Les États-Unis entendent revoir l’accord de défense conclu avec le Danemark en 1951 afin de lever toutes les restrictions à leur présence militaire au Groenland et de renoncer à l’obligation d’informer Copenhague de leurs actions sur l’île, rapporte Bloomberg en citant des sources.
Il s’agit d’un accord qui accorde déjà aux forces armées américaines un large accès au Groenland pour mener des opérations, y compris la construction et l’exploitation de bases militaires. La version actuelle prévoit toutefois que les États-Unis doivent « informer » le Danemark et les autorités du Groenland, ainsi que les consulter avant toute « modification substantielle » des opérations et des infrastructures militaires. Selon les sources de Bloomberg, les négociateurs américains souhaitent modifier cette formulation afin de garantir l’absence de toute contrainte dans la mise en œuvre de leurs plans. Les détails de l’accord restent à ce stade en cours de discussion.
Dans une interview accordée à Fox Business le 22 janvier, le président américain Donald Trump a déclaré que les États-Unis obtiendraient « tout l’accès militaire qu’ils souhaitent ». « Nous pourrons déployer au Groenland tout ce qui est nécessaire, parce que nous le voulons. En pratique, il s’agit d’un accès total, sans aucune limitation de temps ou de durée », a-t-il affirmé.

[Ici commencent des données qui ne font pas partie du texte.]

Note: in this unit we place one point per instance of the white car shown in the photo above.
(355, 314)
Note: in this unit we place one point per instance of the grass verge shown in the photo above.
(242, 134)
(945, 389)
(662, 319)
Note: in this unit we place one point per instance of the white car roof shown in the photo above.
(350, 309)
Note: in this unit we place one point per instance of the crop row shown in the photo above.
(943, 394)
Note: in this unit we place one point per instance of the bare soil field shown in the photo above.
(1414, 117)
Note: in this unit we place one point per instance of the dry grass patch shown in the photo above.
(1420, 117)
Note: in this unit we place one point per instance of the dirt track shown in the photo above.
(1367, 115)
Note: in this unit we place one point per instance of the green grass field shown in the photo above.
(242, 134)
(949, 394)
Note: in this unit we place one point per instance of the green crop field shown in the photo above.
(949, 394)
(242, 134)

Bloomberg souligne qu’il reste incertain que le Danemark et le Groenland acceptent de telles modifications. La Première ministre danoise, Mette Frederiksen, a précédemment indiqué que le Danemark et le Groenland étaient ouverts à un « élargissement supplémentaire » de l’accord de 1951, sans toutefois fournir davantage de précisions.

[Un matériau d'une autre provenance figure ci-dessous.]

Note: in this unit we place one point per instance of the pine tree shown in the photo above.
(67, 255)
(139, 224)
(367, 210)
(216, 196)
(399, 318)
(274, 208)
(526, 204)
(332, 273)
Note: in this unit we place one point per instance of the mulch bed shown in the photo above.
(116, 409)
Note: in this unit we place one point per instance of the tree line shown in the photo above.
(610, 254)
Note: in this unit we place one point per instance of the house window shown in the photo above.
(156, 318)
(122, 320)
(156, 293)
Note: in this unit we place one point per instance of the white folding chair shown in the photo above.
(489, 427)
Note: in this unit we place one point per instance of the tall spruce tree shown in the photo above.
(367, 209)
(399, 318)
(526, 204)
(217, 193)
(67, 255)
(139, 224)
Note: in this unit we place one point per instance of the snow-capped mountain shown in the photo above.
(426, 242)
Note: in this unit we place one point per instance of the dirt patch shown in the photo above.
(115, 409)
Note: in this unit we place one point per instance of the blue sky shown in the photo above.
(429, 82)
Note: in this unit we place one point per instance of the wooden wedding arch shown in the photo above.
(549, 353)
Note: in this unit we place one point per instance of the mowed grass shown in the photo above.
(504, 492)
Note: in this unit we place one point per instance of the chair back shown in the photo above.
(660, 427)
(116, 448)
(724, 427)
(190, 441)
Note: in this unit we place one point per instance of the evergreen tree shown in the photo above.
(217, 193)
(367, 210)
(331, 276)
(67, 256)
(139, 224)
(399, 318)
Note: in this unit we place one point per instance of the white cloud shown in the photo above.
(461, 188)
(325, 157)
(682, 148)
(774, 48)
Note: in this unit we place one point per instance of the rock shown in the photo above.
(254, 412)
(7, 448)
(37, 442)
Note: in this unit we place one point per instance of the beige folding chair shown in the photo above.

Dans le cadre d’un éventuel accord sur le Groenland, une initiative visant à interdire aux pays non membres de l’OTAN d’obtenir des droits d’exploitation des minerais de terres rares sur l’île est également discutée, écrit le New York Times en citant des sources. Selon celles-ci, les restrictions viseraient en priorité la Chine et la Russie.

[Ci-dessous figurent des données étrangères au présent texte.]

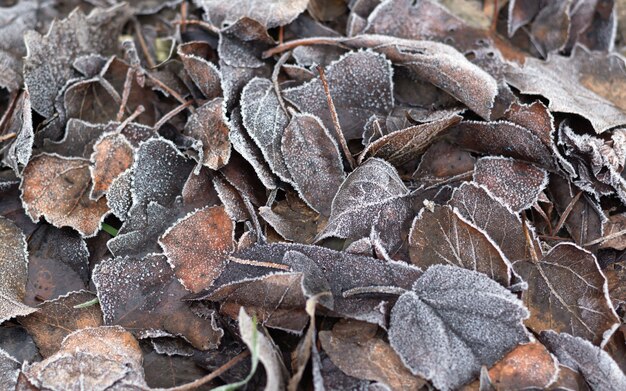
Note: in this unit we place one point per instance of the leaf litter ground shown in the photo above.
(312, 194)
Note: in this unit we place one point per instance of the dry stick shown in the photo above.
(566, 213)
(203, 380)
(126, 93)
(171, 114)
(333, 113)
(605, 238)
(142, 43)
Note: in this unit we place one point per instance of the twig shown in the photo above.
(333, 113)
(216, 373)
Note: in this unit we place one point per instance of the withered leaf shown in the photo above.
(112, 155)
(442, 236)
(57, 188)
(402, 146)
(596, 366)
(57, 318)
(102, 358)
(354, 347)
(360, 85)
(313, 161)
(452, 322)
(272, 14)
(198, 245)
(47, 67)
(209, 126)
(144, 294)
(567, 292)
(14, 264)
(516, 184)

Axios rapportait auparavant que le projet d’accord sur le Groenland prévoit le maintien de la souveraineté danoise sur l’île. Les États-Unis obtiendraient toutefois des droits élargis pour la construction de bases et la création de « zones de défense ». Il est également envisagé que les États-Unis puissent déployer au Groenland des éléments du système de défense aérienne « Golden Dome », dont Donald Trump avait parlé auparavant. Selon les sources d’Axios, le plan inclut en outre des possibilités de développement conjoint des ressources naturelles de l’île avec le Danemark.